Test scores might make zero difference and tell you nothing

Parenting multiple children would be immensely easier if they were all exactly alike.

Alas, they are all different, sometimes vastly different, and what works for one doesn't work for the others.

We got G's AP scores back, and he was accepted into the program.  His score on the test was higher than N's score (all 3 times she took it).

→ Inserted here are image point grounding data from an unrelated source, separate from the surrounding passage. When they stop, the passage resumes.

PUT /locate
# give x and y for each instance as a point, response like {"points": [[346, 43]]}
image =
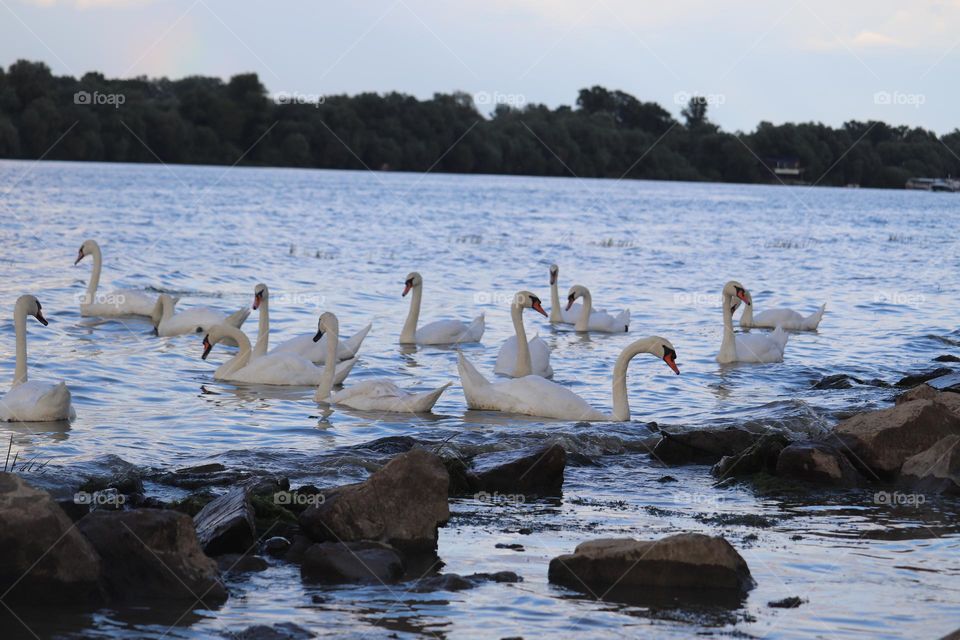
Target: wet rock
{"points": [[149, 554], [704, 446], [226, 524], [787, 603], [43, 558], [882, 440], [817, 462], [914, 379], [239, 563], [281, 631], [760, 457], [351, 562], [401, 504], [529, 472], [937, 469], [689, 561], [277, 546]]}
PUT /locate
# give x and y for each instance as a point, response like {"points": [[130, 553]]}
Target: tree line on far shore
{"points": [[607, 134]]}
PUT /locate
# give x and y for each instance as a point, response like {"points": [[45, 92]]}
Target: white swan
{"points": [[534, 357], [784, 318], [122, 302], [31, 400], [747, 347], [369, 395], [193, 320], [592, 320], [272, 368], [302, 345], [439, 331], [536, 396]]}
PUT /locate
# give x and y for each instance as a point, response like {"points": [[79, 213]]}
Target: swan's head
{"points": [[735, 292], [526, 300], [32, 307], [576, 291], [260, 293], [87, 248], [413, 280], [328, 322]]}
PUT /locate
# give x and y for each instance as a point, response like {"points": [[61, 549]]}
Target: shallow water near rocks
{"points": [[886, 263]]}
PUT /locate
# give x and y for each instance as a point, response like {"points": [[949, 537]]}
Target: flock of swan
{"points": [[321, 359]]}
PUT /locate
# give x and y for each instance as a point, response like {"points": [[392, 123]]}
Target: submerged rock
{"points": [[818, 462], [937, 469], [226, 524], [43, 558], [704, 446], [882, 440], [689, 561], [349, 562], [152, 554], [402, 504]]}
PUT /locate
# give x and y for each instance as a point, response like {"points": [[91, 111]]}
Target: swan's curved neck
{"points": [[242, 358], [621, 404], [523, 366], [330, 367], [95, 274], [263, 328], [583, 322], [20, 324], [555, 313], [409, 333]]}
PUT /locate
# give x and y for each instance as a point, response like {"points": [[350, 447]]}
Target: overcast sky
{"points": [[821, 60]]}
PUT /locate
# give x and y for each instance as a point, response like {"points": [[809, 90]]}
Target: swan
{"points": [[122, 302], [439, 331], [785, 318], [302, 345], [31, 400], [747, 347], [369, 395], [272, 368], [193, 320], [534, 357], [591, 320], [536, 396]]}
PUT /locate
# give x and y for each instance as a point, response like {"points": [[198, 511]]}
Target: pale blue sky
{"points": [[797, 60]]}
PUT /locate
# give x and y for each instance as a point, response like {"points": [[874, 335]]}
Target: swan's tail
{"points": [[343, 370], [237, 318], [423, 402], [472, 380], [349, 348], [811, 322]]}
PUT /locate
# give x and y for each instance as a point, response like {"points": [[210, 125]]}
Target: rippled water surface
{"points": [[886, 263]]}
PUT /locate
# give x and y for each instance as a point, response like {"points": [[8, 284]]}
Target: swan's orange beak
{"points": [[671, 360]]}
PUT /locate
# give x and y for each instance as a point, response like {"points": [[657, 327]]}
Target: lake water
{"points": [[887, 263]]}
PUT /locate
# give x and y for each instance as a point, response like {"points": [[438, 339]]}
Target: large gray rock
{"points": [[402, 504], [688, 561], [42, 557], [937, 469], [817, 462], [152, 554], [336, 562], [704, 446], [882, 440], [226, 524]]}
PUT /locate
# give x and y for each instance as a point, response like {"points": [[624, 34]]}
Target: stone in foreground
{"points": [[678, 563], [42, 557], [402, 504]]}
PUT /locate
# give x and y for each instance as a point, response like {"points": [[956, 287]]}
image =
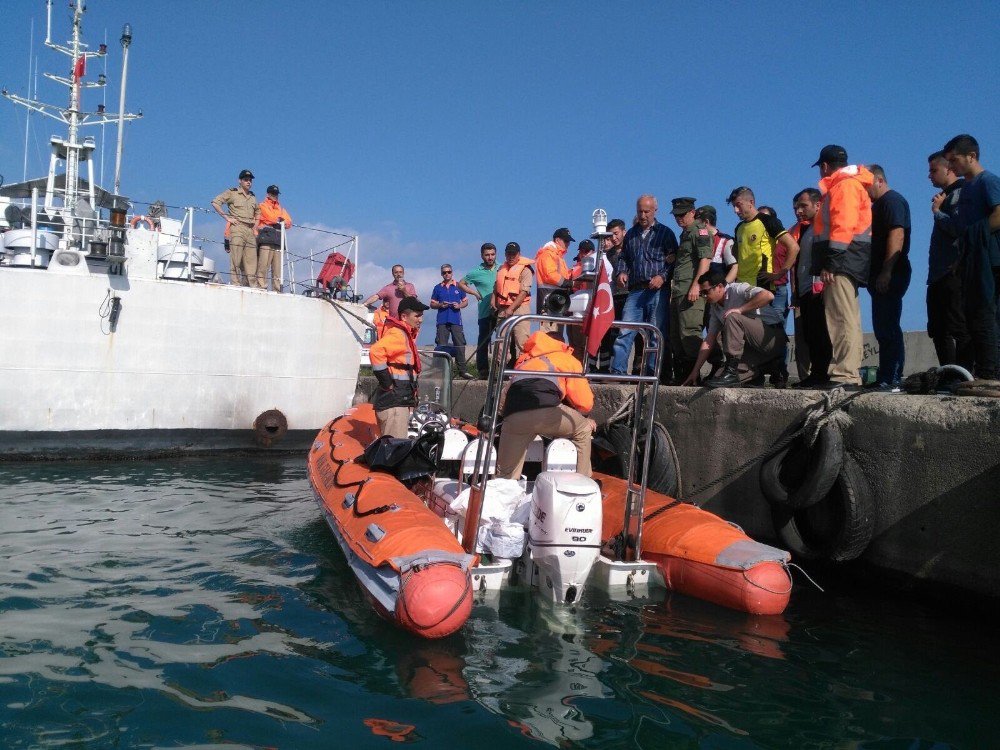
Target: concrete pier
{"points": [[933, 463]]}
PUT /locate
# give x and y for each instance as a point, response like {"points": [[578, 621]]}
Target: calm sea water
{"points": [[204, 604]]}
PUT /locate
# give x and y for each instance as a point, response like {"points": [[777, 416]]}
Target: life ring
{"points": [[137, 220], [837, 528], [616, 439], [800, 475], [269, 427]]}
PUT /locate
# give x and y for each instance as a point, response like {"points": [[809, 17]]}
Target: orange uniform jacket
{"points": [[396, 352], [270, 212], [550, 268], [544, 354], [842, 229], [508, 283]]}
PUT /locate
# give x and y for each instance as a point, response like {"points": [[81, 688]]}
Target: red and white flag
{"points": [[602, 312]]}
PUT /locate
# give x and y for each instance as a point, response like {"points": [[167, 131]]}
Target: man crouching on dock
{"points": [[734, 316], [396, 364]]}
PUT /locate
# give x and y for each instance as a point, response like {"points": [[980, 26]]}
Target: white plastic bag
{"points": [[503, 497], [501, 539]]}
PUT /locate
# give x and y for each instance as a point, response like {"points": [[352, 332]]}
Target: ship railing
{"points": [[304, 249], [645, 393]]}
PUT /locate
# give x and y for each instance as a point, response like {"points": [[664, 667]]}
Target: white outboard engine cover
{"points": [[564, 533]]}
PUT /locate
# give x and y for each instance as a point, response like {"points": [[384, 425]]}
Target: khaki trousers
{"points": [[843, 321], [269, 257], [242, 255], [394, 421], [520, 428]]}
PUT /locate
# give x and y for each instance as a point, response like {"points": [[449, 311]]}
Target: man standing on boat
{"points": [[479, 282], [396, 365], [512, 294], [272, 216], [647, 256], [243, 214], [539, 402], [395, 292], [449, 299]]}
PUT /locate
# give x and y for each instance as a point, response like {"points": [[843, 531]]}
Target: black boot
{"points": [[730, 377]]}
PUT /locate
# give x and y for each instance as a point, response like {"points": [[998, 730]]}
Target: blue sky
{"points": [[429, 128]]}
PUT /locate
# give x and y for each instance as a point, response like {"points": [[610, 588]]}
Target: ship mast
{"points": [[72, 150]]}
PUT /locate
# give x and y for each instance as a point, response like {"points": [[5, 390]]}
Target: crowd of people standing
{"points": [[724, 299]]}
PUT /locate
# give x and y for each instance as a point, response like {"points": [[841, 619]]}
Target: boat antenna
{"points": [[72, 150], [126, 40]]}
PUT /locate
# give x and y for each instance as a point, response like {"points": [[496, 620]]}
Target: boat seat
{"points": [[560, 455]]}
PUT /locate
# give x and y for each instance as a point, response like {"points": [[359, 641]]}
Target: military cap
{"points": [[682, 205]]}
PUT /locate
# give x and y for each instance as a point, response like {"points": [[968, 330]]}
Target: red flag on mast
{"points": [[602, 312]]}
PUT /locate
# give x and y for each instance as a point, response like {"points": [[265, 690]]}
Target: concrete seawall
{"points": [[933, 463]]}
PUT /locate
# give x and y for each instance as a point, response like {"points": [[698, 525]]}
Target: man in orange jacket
{"points": [[842, 248], [552, 273], [539, 402], [272, 216], [396, 364], [512, 293]]}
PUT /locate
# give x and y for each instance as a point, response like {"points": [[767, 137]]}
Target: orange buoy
{"points": [[435, 601]]}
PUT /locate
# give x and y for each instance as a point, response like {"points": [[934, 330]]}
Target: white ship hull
{"points": [[188, 366]]}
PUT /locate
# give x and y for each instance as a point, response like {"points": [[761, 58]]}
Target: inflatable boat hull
{"points": [[410, 566]]}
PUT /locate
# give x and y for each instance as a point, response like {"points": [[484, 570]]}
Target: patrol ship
{"points": [[117, 336]]}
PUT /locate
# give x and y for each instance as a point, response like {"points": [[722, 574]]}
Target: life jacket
{"points": [[544, 354], [842, 228], [508, 283], [396, 352], [378, 320], [550, 268]]}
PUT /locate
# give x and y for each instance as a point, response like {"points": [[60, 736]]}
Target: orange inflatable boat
{"points": [[409, 564], [702, 555]]}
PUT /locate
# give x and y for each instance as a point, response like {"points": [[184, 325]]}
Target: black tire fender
{"points": [[801, 475], [837, 528], [663, 474]]}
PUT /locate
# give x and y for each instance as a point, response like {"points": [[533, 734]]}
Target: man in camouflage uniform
{"points": [[242, 218], [687, 307]]}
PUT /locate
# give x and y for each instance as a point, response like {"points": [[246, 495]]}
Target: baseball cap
{"points": [[832, 154], [585, 246], [562, 233], [411, 304], [681, 206]]}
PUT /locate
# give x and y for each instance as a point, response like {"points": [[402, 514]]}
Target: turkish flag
{"points": [[602, 313]]}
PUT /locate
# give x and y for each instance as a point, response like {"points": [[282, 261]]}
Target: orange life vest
{"points": [[508, 284]]}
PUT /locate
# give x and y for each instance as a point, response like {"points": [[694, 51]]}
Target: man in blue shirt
{"points": [[643, 266], [448, 298], [889, 277], [978, 225], [945, 310]]}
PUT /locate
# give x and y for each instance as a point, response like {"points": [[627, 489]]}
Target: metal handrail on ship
{"points": [[645, 412]]}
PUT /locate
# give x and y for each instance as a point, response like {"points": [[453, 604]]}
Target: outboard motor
{"points": [[564, 533]]}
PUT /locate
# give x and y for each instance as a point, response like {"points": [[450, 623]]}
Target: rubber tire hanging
{"points": [[837, 528], [801, 475]]}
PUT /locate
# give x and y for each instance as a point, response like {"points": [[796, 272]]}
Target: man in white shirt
{"points": [[734, 317]]}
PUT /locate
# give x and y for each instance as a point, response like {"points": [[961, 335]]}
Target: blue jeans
{"points": [[886, 311], [645, 306], [776, 313]]}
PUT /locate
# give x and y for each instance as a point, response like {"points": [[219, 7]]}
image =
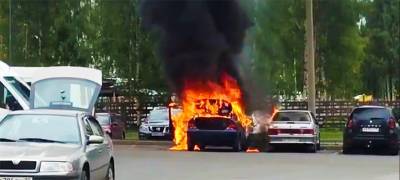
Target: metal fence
{"points": [[332, 113]]}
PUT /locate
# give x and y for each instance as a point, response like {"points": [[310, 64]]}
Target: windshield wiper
{"points": [[7, 140], [40, 140]]}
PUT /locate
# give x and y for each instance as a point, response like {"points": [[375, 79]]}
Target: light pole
{"points": [[309, 51], [9, 31], [40, 44]]}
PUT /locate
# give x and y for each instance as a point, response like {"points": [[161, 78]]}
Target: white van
{"points": [[14, 92]]}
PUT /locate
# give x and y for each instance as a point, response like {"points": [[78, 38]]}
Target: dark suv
{"points": [[371, 127]]}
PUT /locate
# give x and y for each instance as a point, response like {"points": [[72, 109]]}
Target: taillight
{"points": [[392, 123], [307, 131], [350, 123], [231, 126], [192, 125], [273, 131]]}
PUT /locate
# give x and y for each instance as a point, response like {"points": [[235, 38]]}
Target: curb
{"points": [[142, 142], [325, 146]]}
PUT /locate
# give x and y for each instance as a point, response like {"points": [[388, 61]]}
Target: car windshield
{"points": [[18, 87], [103, 119], [291, 116], [64, 93], [42, 128], [370, 113], [162, 114]]}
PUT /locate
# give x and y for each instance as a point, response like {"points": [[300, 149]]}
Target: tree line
{"points": [[357, 43]]}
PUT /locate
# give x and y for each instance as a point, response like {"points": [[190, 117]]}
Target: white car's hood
{"points": [[158, 123], [37, 151], [292, 125]]}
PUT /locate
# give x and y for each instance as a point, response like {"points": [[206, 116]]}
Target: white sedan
{"points": [[297, 127]]}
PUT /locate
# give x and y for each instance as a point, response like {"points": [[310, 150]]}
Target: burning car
{"points": [[218, 127]]}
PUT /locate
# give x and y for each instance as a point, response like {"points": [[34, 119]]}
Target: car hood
{"points": [[158, 123], [292, 126], [38, 151]]}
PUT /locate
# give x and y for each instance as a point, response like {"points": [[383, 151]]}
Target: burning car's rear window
{"points": [[292, 116], [370, 113]]}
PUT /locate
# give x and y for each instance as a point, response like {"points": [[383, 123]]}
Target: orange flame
{"points": [[196, 148], [227, 91], [252, 150]]}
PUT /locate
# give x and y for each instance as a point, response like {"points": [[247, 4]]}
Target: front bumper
{"points": [[293, 139], [147, 131], [213, 137], [43, 176]]}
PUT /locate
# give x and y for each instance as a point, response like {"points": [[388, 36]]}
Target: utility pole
{"points": [[309, 56], [9, 31]]}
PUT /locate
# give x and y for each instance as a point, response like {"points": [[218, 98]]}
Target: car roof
{"points": [[306, 111], [47, 112], [371, 106]]}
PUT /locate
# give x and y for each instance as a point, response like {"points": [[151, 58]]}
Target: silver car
{"points": [[58, 138], [54, 144], [157, 123], [294, 127]]}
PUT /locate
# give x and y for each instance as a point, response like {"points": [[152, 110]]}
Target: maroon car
{"points": [[112, 124]]}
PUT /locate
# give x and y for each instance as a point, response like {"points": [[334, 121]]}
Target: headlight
{"points": [[65, 167]]}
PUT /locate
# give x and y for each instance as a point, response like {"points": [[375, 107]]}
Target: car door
{"points": [[116, 126], [92, 151], [103, 149], [316, 126]]}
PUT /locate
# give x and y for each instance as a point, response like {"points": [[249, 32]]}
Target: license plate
{"points": [[157, 134], [15, 178], [370, 129]]}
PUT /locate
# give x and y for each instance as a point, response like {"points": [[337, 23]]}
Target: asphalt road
{"points": [[157, 163]]}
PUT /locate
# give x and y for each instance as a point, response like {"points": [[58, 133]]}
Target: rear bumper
{"points": [[293, 139], [375, 141], [213, 137], [43, 176]]}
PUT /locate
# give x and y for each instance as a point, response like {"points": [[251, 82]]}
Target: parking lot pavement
{"points": [[156, 162]]}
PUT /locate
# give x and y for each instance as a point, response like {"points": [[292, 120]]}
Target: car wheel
{"points": [[312, 148], [84, 175], [123, 136], [190, 146], [110, 172], [237, 147], [347, 149]]}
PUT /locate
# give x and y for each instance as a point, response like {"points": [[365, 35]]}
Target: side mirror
{"points": [[95, 139]]}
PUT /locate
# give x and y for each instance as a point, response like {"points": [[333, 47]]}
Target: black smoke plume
{"points": [[199, 39]]}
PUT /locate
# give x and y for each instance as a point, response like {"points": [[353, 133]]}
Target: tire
{"points": [[312, 148], [110, 172], [123, 136], [347, 149], [84, 175], [237, 147]]}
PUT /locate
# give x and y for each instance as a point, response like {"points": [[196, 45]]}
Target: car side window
{"points": [[97, 130], [88, 129]]}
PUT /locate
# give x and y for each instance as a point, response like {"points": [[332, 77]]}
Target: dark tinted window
{"points": [[292, 116], [7, 100], [103, 119], [19, 87], [370, 113]]}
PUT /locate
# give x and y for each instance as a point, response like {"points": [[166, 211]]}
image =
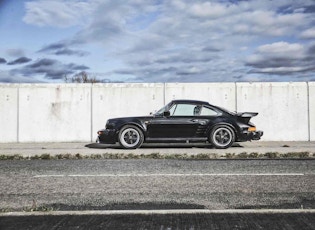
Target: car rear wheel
{"points": [[130, 137], [222, 137]]}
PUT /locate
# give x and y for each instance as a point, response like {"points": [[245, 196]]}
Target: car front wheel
{"points": [[130, 137], [222, 137]]}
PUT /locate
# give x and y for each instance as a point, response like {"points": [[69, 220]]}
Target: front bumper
{"points": [[107, 136]]}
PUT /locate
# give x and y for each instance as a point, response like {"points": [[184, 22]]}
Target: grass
{"points": [[176, 156]]}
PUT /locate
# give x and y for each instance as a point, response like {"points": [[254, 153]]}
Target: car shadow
{"points": [[159, 146]]}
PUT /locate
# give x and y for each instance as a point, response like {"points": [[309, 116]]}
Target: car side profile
{"points": [[182, 121]]}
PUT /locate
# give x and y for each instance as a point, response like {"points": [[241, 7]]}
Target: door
{"points": [[181, 123]]}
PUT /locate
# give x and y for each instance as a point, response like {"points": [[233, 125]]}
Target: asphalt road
{"points": [[213, 194], [261, 147], [156, 184]]}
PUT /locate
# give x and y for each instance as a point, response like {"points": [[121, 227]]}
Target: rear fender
{"points": [[222, 123]]}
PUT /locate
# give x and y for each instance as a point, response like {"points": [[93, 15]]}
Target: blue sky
{"points": [[157, 40]]}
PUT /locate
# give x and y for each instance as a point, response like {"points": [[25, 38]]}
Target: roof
{"points": [[190, 101]]}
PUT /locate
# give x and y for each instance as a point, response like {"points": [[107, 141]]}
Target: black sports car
{"points": [[182, 121]]}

I don't think it will make one bean's worth of difference in school choice for him unless his personality undergoes a dramatic change in the next two years or someone comes up with a cure for OCD.  The small middle school that is close to home will likely be the best fit.

Of course, that assumes that he doesn't continue to develop more and weirder OCD symptoms that interrupt his ability to function in a public school setting.  Or any school setting.

(I will homeschool him if I have to but, given how he and I butt heads, I really, really, REALLY hope I don't have to.)

A part of me is not surprised by G's score, although I think that I hedged my feelings because I worried that his anxiety would hinder him.

It makes me wonder about the IQ test he took at age 6, which showed him as average.  Did the results of that test make me doubt his ability to do well on the AP test?

Does the gifted and talented test at age 9 make the IQ test from age 6 less valid?  Or does the IQ test from 3 years ago make the AP test from now less valid?  Or maybe the tests have no bearing on each other?

It makes me wonder how useful either test is if one told me G is average and the other that he is gifted?  What are they both actually measuring?  I consider myself a fairly intelligent person, but I'm sure I don't really know the answer to this question.

It makes me wonder why I'm spending that much time at all thinking about test scores especially since his personality and his mental health are the driving factors in many of the educational decisions I might consider making for him.